Et la maintenance dans tout ça me diriez-vous ? On la concentre en train de peindre les devants de l'hôpital en mauve et à mettre de l'ordre dans les halls d'entrée lors des visites surmédiatisées rendant compte de l'efficacité des services publics. Nous avons tous «été trompés» au point de tout absorber. Si le délit du silence complaisant existait, je me déclarerais coupable !

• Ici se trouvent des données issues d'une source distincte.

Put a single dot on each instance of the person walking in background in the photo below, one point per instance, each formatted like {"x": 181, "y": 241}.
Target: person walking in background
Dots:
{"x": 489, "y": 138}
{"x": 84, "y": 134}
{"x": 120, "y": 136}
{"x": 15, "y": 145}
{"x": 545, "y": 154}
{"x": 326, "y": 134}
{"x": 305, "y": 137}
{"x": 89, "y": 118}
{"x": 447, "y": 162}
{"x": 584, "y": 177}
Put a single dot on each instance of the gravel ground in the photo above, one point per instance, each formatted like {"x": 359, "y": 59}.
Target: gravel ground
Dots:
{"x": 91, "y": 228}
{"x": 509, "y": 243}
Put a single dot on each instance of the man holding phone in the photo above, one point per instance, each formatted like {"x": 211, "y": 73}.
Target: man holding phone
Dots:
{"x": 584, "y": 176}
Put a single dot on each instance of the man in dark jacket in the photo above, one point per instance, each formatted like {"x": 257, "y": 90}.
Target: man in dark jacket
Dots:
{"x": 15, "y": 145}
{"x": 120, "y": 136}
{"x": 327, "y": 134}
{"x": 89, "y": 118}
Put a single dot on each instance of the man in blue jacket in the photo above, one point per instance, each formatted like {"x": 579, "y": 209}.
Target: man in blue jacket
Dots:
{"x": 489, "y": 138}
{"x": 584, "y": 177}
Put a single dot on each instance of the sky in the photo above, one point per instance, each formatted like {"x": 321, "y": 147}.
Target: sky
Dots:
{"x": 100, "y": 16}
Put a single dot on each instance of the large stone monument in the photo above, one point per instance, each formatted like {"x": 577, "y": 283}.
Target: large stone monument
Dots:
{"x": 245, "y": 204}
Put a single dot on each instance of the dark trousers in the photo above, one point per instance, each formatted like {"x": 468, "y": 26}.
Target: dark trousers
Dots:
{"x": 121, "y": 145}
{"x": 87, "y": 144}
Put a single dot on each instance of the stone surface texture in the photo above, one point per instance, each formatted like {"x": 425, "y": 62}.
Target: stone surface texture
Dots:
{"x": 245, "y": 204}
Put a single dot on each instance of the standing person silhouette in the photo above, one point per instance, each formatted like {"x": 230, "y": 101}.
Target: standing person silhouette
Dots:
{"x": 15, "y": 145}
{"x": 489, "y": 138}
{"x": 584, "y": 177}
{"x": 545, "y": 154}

Ce que nous avons vu n'est qu'une partie de la réalité. Les certitudes que nous avions à notre arrivée volent littéralement en éclats, le chemin à parcourir semble insurmontable. Mais les mots du jeune Wael et sa foi en l'avenir finissent par l'emporter sur nos craintes. Bien sûr, le chemin sera difficile mais nous l'arpenterons ensemble. Se trouver ici, à Kasserine, est la première étape de la longue thérapie de notre pays. Il y a beaucoup à faire, tout reste à faire. Une chose est sûre, Kasserine-Tunisie on ne t'abandonnera plus.
P.S.: j'ai eu Wael au téléphone dimanche et il m'a dit que pour la première fois depuis longtemps il a bien dormi… Il sait qu'il n'est plus seul!